Group demands (presently concerning working conditions) must be attended to, but individual conflicts (so far subsumed in the perceived interests of the group) should be acknowledged and handled. These commonly concern family and maturational difficulties, wishes to have and care for children, anger at working conditions, at having to work longer or indeed at all, and frustration about a lack of fulfilment. Both personal and societal conflicts, especially those about work and technology, tend to be encouraged by those interests that benefit from their maintenance.

Management of the epidemic

Control of this epidemic will require a complete withdrawal of the injury theory and its mythology and terminology - all of which have contributed ot it. As such, it will require the abandonment of unproductive therapies in favour of methods of prevention that are directed at real aetiologies, and the recognition of the psychological vulnerability of those with prolonged illnesses.

As long as compensation is paid for functional symptoms as if they were the result of a hypothetical "injury", symptoms are rewarded and reinforced, and the epidemic will continue to spread. The financial and social implications of a cult of "the victim", of institutionalised and rewarded neurosis, will force the withdrawal of support for an idiosyncratic ideology and for nomenclature in conflict with prevailing international concepts. Support for the "injury" theory comes from the NSW Labor Council and from many trade unions who object to their members undergoing a psychiatric examination in the course of a compensation claim. Street protests have been organized in Queensland[48] and New South Wales[49] against the concepts that I have expressed in this paper. The National Occupational Health and Safety Commission has misquoted it as meaning "a conflict exists either at work or privately [...]" and reports that this theory has not been substantiated.

Conclusions

The "injury" concept is an example of a set of ideas which has arisen from a given set of material interests. Early intervention is based on the confused idea that the syndrome is both caused and preventable by physical means. This is not only inadequate but counterproductive. An epidemic of occupational illness has ensued.

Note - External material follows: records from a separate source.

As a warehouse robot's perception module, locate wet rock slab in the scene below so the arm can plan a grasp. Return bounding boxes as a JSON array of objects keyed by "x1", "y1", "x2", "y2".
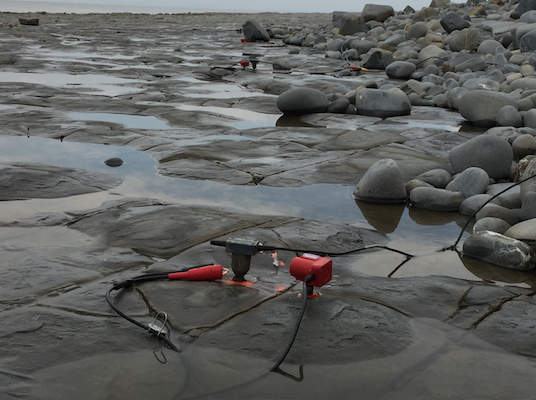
[
  {"x1": 0, "y1": 8, "x2": 536, "y2": 400},
  {"x1": 0, "y1": 163, "x2": 121, "y2": 201}
]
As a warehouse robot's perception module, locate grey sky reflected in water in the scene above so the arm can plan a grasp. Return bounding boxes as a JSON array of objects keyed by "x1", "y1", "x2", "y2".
[{"x1": 9, "y1": 0, "x2": 430, "y2": 13}]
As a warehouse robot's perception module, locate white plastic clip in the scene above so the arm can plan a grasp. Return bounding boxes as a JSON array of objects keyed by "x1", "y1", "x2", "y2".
[{"x1": 148, "y1": 311, "x2": 167, "y2": 337}]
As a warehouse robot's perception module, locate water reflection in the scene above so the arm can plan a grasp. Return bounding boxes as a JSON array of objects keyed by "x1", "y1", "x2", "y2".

This demonstrates how medical perception and common sense can be impaired by rumour and how, by generating a conflict about movement through a faulty conceptualization of a symptom, the medical profession can create an epidemic of psychogenic illness in a passive and dependent group.

What is convincing to one man may not be to another [...} Theories may again become convincing because they work - work, that is, in the sense of having become standard, taken for granted, knowledge in the society in question.

The understanding of the psychosocial causation of symptoms has prevailed in Europe and the English-speaking world for 100 years. Its temporary abandonment in Australia in favour of a medical model has set back the practice of holistic and preventive medicine.

The language that the syndrome has generated - "neurosis", "losing the grip", "nervous breakdown" - are graphic examples of how it has been considered at other times and in other places.